Dear Will:
I believe that when called upon to sing in a large group of people most of us pretty much just mumble through so as not to draw attention to ourselves. Listen the next time a bunch of co-workers crowd into a conference room to sing “Happy Birthday,” for example. Without fail the version that warbles forth will be horrible, and that partly comes from the fact that most of us can’t sing a lick.
At least at church you’ve got the organ there to drown most of us out. But even so, generally speaking you can hardly hear the person singing next to you (we’re shy that way). As a consequence, I can blurt out my version of “Onward, Christian Soldiers” along with the rest of the troops and nary a footman will notice my contribution—nor I theirs. At least, that seems to be the plan.
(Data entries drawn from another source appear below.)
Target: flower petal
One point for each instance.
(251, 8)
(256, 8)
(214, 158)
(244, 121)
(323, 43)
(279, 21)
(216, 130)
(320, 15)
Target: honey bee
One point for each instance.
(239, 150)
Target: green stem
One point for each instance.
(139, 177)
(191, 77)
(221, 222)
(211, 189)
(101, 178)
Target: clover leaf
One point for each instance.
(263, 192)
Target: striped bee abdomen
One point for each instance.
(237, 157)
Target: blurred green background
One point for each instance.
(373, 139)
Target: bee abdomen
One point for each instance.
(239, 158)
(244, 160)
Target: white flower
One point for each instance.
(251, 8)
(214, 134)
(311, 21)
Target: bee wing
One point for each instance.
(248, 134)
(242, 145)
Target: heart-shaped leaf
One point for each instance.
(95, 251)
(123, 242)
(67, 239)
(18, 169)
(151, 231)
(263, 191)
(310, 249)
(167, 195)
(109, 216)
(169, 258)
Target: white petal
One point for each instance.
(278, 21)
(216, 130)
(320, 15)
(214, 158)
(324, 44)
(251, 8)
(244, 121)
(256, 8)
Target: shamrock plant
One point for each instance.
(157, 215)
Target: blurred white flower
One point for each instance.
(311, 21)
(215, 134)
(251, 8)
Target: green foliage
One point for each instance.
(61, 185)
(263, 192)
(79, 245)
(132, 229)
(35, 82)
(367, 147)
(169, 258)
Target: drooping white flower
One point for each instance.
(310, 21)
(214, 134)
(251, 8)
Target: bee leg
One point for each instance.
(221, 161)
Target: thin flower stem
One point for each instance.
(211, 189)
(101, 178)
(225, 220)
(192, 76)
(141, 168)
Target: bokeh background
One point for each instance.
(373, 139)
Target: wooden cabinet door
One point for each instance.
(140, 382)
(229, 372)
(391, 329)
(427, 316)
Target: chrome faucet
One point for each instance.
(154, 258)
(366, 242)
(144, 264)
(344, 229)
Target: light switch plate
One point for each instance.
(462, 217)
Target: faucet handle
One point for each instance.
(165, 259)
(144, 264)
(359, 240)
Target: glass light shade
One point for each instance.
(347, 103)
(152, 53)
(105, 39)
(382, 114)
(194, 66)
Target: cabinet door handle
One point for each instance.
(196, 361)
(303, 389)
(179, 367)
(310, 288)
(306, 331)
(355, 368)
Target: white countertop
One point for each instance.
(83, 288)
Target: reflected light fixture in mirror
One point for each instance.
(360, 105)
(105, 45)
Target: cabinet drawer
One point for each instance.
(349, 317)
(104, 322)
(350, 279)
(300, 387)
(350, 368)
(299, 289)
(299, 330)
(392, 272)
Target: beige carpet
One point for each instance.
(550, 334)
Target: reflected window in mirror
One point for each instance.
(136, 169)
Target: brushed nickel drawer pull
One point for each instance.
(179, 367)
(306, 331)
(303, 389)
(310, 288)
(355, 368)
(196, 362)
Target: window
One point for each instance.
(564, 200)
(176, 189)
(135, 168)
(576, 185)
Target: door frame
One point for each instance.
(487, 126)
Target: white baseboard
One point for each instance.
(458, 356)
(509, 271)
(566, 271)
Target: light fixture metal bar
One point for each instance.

Several weeks back, however, I was droning my way through the designated hymn when something stopped me short. From behind me I heard a truly beautiful sound, a woman whose angelic voice was so transcendent that I just had to stop to listen. She wasn’t being showy—she simply had been trained as most of us have not, and it was glorious. Suddenly, the rote incantation of Hymn No. Whatever was transformed into a moment of richness and worship, the Spirit speaking clearly to me through her.
That memory came back to me recently during my morning commute as I was listening to The Writer’s Almanac, a daily podcast hosted by Garrison Keillor of A Prairie Home Companion fame. Keillor shared a poem that captures what I felt that day in church; it expresses what I never could about the power and truth conveyed by beautiful, sacred music performed with love and faith:
Music
By Anne Porter
from Living Things. © Zoland Books, 2006.
When I was a child
I once sat sobbing on the floor
Beside my mother’s piano
As she played and sang
For there was in her singing
A shy yet solemn glory
My smallness could not hold
And when I was asked
Why I was crying
I had no words for it
I only shook my head
And went on crying
Why is it that music
At its most beautiful
Opens a wound in us
An ache a desolation
Deep as a homesickness
For some far-off
And half-forgotten country
I’ve never understood
Why this is so
But there’s an ancient legend
From the other side of the world
That gives away the secret
Of this mysterious sorrow
For centuries on centuries
We have been wandering
But we were made for Paradise
As deer for the forest
And when music comes to us
With its heavenly beauty
It brings us desolation
For when we hear it
We half remember
That lost native country
We dimly remember the fields
Their fragrant windswept clover
The birdsongs in the orchards
The wild white violets in the moss
By the transparent streams
And shining at the heart of it
Is the longed-for beauty
Of the One who waits for us
Who will always wait for us
In those radiant meadows
Yet also came to live with us
And wanders where we wander.
I can’t read that thoughtful poem without also recalling a familiar scripture, which summarizes how He feels about worshipful music: “For my soul delighteth in the song of the heart; yea, the song of the righteous is a prayer unto me” (D&C 25:12).
To which I say: Amen.
PW
Always enjoy eavesdropping on your letters to Will!!
Thanks for this lovely poem and your musings. I received the link to your blog this morning and learned of the loss of your beautiful mother. The last time I saw her she told me of her great eagerness to experience the other side. I was fascinated. The first time I met her she told me something I have remembered over and over: “you’re only on the rung of the ladder you are on.” Thanks.